When you bend a string on a guitar, every now and then, your finger nail will separate from your finger?

I've never heard of that happening, it reminds me of the movie "Fly" when the guy is changing into a fly and his finger nails keep coming off.

Your supposed to be using the front pad of your finger, and if your string gauges are that thick, get lighter gauge strings, and eat more selenium, that'll help strengthen your finger nails. You can get a decent amount of selenium from Brazil nuts.
#21
Quote by zincabopataurio
I got that too, and I know exactly what you are talking about. For me, the nail would "heal" in a few days, but the meat that was separated was still separated from the nail, but it just doesn't hurt anymore. It got to a point were the meat wouldn't separate from the nail anymore, so I don't really have this problem anymore. When your fingers heal, does the nail reattach to the meat?


Yeah, the meat reattatches to the nail, but sometimes, it doesn't completely... even though it ends by reattatching perfectly. For how long do you play guitar? I wish I could reach that point that it won't happen to me anymore...

Quote by cheapr2keepr
A few tips...

Don't chew your nails.
Don't trim them too short.
Keep your finger skin dry. Moist skin shreds easy.
Use super glue as a reactive solution if they look like separation is coming.

And you might try a different angle of incidence to the fretboard when bending.
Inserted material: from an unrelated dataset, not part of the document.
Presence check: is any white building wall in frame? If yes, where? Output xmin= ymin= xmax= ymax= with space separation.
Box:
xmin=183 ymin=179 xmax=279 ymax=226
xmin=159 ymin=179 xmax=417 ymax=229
If you have a very vertical angle of incidence (finger is mostly perpendicular to fretboard), then it might be tearing more when you bend. Try getting a lower angle, coming in flatter with your fingetips. You'll end up bending multiple strings at the same time, but that's ok as long as your picking hits the right string(s).

Also, don't be afraid of using multiple fingers to bend. I play a lot of blues and classic rock (always in E std), and frequently bend with index, middle AND ring when bending a note originally fretted with the ring finger. It distributes the pressure loading of the string across 3 fingers instead of just one, effectively cutting the force tearing at your "meat" into a third of what it was.


Thanks for the answer! I don't chew my nails. I try to not trim my nails too short. And I don't sweat from my hands. And wouldn't using superglue in my finer be like... dangerous? Thanks for the tips, and I'll definitely check my bending technique. And usually I use as much fingers I can in order to help the bending finger.
#22
Quote by SparkzPT
Yeah, the meat reattatches to the nail, but sometimes, it doesn't completely... even though it ends by reattatching perfectly. For how long do you play guitar? I wish I could reach that point that it won't happen to me anymore...

oh I see, I don't want to recommend anything that might harm you and your fingers though. It happened a lot to me actually, you just have to keep on playing until it stops, because after a while when your fingers get really hard from callouses, it'll go away or happen less often.